= Michael Annals =

Michael Annals (21 April 1938 – 1990) was a theatrical scenic and costume designer.

==Biography==
Michael Annals was born in what was then Harrow, Middlesex (later incorporated into Greater London) on 21 April 1938. His parents were Henry Ernest Annals and Constance Anne Annals (née Walter). He attended the Harrow Weald County Grammar School and the Hornsey College of Art.

== Theatrical career ==
Michael Annals began his career in 1961 by designing the sets and costumes for the Old Vic company's Soviet Union tour of Macbeth and their production of Dr Faustus at the Edinburgh Festival. In 1964, Annals designed the sets and costumes for another production of Macbeth, this time at the National Theatre of Portugal.
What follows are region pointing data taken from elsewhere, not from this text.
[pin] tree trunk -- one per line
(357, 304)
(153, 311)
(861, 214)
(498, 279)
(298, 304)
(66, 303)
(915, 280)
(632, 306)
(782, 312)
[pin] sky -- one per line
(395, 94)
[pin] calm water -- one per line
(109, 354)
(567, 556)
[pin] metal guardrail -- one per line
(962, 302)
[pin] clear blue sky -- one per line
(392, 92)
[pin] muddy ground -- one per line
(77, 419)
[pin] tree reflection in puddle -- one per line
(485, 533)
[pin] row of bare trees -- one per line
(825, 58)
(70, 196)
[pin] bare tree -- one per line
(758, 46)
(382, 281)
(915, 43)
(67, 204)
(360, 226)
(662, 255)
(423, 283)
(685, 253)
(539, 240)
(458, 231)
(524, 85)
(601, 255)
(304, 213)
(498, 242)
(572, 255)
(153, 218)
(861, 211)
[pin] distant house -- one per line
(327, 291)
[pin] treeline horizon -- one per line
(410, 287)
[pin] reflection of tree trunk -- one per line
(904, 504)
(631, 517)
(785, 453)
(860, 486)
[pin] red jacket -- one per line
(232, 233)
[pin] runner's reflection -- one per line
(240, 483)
Annals produced designs for several original Broadway theatre productions, including The Royal Hunt of the Sun in 1965, the short-lived Those That Play the Clowns in 1966, Staircase in 1968, and Noises Off in 1983.
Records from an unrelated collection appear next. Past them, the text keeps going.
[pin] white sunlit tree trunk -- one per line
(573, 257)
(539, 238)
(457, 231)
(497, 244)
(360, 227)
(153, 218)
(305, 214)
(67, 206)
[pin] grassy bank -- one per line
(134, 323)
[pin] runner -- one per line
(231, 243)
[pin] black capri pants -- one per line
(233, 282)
From 1966 through 1967, Annals served as Associate Professor of Scenic Design at Yale University. Annals was nominated for the 1969 Tony Award for Best Costume Design for his work in Morning, Noon and Night, though the award was won by Loudon Sainthill for his work on Canterbury Tales.

== Film career ==
Michael Annals has produced designs for two major films: The 1962 film adaptation of Eugene O'Neill's play Long Day's Journey into Night and the 1977 film adaptation of Henry Fielding's play Joseph Andrews. Annals served as both the production designer and costume designer for both films. Annals was nominated for the 1977 BAFTA Award for Best Costume Design for his work in Joseph Andrews, though the award was won by Danilo Donati for his work in Fellini's Casanova.